The teenagers file away empty-handed and another boy around the age of 12 approaches. He’s wearing a baseball cap and stares up at Matt quiet but expectantly.

“You want to try, young man?” Matt asks. “I’ll tell you what, you want to try that bad, you buy one round, I’ll buy you one round. Sound fair to you?”

The boy grins and readily accepts.

“OK. You’re gonna like this, watch.” Matt demonstrates once more but it’s a new client so it’s a whole new script. He’s encouraging and there seems to be a mini lesson mixed into the fold about the importance of being a man of your word — but you have to pay close attention to everything he says or you’ll miss it. After the boy loses Matt tells him, “Perhaps next time, my friend.”
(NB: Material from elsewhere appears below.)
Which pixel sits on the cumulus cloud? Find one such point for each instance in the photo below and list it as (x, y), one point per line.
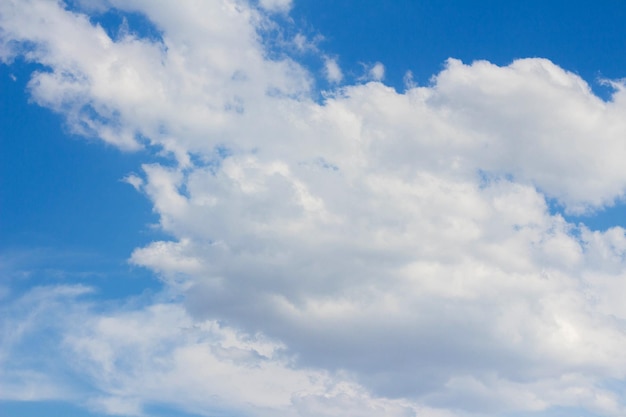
(376, 253)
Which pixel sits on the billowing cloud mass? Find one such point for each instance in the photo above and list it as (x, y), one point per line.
(372, 253)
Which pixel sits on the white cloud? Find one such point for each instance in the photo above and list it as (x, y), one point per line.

Matt turns the mic off again and says to the side, “The most important thing you’ll ever learn in life is that around every corner, there’s some little kid looking up to you. No matter who you are, there’s someone looking up to you and you have an obligation to be the best you can be, because that little kid might want to be just like you someday.”

All around other workers like him are calling out sayings like, “Winners never quit,” and “Everyone’s a winner!”

“All games here get play,” Matt says. “You have prize-every-time games, you have skill games. Every game out here is winnable. It’s all about having a good time. If you’re not having a good time, then what’s the point?”

No winners yet but there’s plenty of time. The day before — the opening of the fair — he had two winners at his tent. His game doesn’t usually pick up until evening after families have had their supper around the table, Matt says.

To pass the time, he observes, taking in the smiles and the wonder in people’s eyes as they see the fair for perhaps the first time.

“The excitement on any game when people win, that’s what it’s about,” Matt says, turning his mic back on. “And they’re all 100 percent winnable. Some games require that you pay attention because they are skill games.”

As the next potential player walks up, Matt’s voice turns back into that of a showman as he says, “Come on over. Pay attention. Watch.”